Mieszkaniec Warszawy, pan Paweł, który w przeszłości był instruktorem jazdy, teraz jest zawodowym kierowcą, 11 listopada spotkał się z sytuacją, której nie rozumie. A chodzi o brak interwencji straży miejskiej względem kierowcy, który według jego wiedzy, zaparkował swój samochód niezgodnie z przepisami prawa. Dlaczego straż miejska nie podjęła tej interwencji?

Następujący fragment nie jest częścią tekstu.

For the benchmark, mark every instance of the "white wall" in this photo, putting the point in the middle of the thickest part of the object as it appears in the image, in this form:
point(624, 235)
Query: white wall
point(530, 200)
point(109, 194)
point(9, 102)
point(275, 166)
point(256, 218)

- Najpierw poprosiłem o interwencję policję, ale 5 metrów dalej stali strażnicy miejscy. Podszedłem do nich i powiedziałem, że tutaj na chodniku stoją nieprawidłowo zaparkowane samochody, zwłaszcza jeden, który stał prawie na pasach. Ograniczał widoczność pieszym - nie widzieli, czy na drodze jadą inne pojazdy. Strażnicy powiedzieli mi, że teraz zabezpieczają teren i odesłali mnie do żandarmerii wojskowej, bo cytuję: żandarmeria stoi bliżej. Ale żandarm interweniować nie mógł, bo widziałem, że jest sam i kieruje ruchem
- opowiedział nam pan Paweł.
- Zadzwoniłem na 986 i nagle okazało się, że strażnicy miejscy jednak mogą interweniować. Nagrałem film
- dodał mieszkaniec Warszawy, który w weekend odwiedził stolicę Podkarpacia.
ZOBACZ FILM:
Według pana Pawła, samochód nie miał prawa stać pod znakiem "Koniec parkingu płatnego", ponadto nie była zachowana odległość między autem a przejściem dla pieszych.
- W odległości 10 metrów od przejścia dla pieszych auta postawić nie można i nie musi tu być zakazującego tego znaku
- przekazał nam pan Paweł, który dodał, że strażnik miejski nie mógł podjąć interwencji, ponieważ samochód stał na chodniku, nie na jezdni.
- Mówili ludzie, że auto należy do jakiegoś urzędnika
- dodał zbulwersowany mieszkaniec Warszawy.
O komentarz do sprawy poprosiliśmy rzeszowską straż miejską. Na ten moment nie mamy odpowiedzi. Przedstawimy ją niezwłocznie po jej otrzymaniu.